Start simple: fixed-size chunking, one vector store, basic vector search. Measure quality with RAGAS. Add hybrid search, reranking, and advanced strategies iteratively — measuring impact at each step. A RAG system you can’t evaluate is a system you don’t control.

Frequently Asked Questions

Why not just load everything into a long-context model instead of building a RAG pipeline?
Cost and precision. A million tokens of context on GPT-5.5 runs about $5 per request just for input — at 1,000 requests a day that's $5,000/day. RAG returns 5-20 chunks instead of the whole corpus, so the same workload costs roughly $220/month. Long context also suffers from needle-in-a-haystack degradation: models lose precision finding a specific fact buried in a long document, especially mid-document. RAG's targeted retrieval avoids that. Long context makes sense when the whole corpus fits in the window and the cost is acceptable — analyzing a single document, working inside one codebase — not for search over large, frequently updated knowledge bases.
What's the single highest-leverage change to improve a mediocre RAG system?
Add hybrid search and reranking before touching anything else. Pure vector search misses exact-term matches (a query for "how to set up authentication" can miss a chunk that only says "OAuth 2.0 configuration"); combining it with BM25 keyword search closes that gap and improves retrieval metrics by 5-15%. On top of that, reranking with a cross-encoder (Cohere Rerank 4, Voyage Rerank 2.5, or self-hosted BGE/Qwen3-Reranker) typically lifts precision@5 by another 10-25%. Both changes are cheap relative to the LLM generation cost and don't require re-architecting chunking or embeddings.
How do I know if my RAG chunking strategy is wrong versus my retrieval strategy being wrong?
Instrument retrieval metrics before touching prompts. If precision@5 and recall@10 are low, the problem is upstream of generation — either chunks are too large/small (losing or diluting context) or the embedding model doesn't capture the domain's semantics well. If retrieval metrics look fine but faithfulness or answer relevancy (measured via RAGAS) are low, the problem is in generation — prompt instructions, context ordering, or the LLM ignoring the provided context. Running RAGAS with faithfulness, answer_relevancy, context_precision, and context_recall gives you the breakdown without guessing.
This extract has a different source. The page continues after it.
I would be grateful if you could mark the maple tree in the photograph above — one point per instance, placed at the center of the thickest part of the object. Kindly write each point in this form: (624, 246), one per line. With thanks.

Is GraphRAG worth the added complexity for a typical company knowledge base?
Usually not as a starting point. GraphRAG requires entity extraction, relation extraction, and entity resolution during indexing — all of which burn LLM calls and need prompt tuning to produce a usable graph. It earns its cost specifically for multi-hop questions ("find every project depending on a library maintained by team Y") or corpus-level summarization, which vector search structurally can't answer well. Start with vector RAG plus hybrid search and reranking; add a graph layer only after you've confirmed the failure mode is genuinely relational, not just a chunking or retrieval-tuning problem.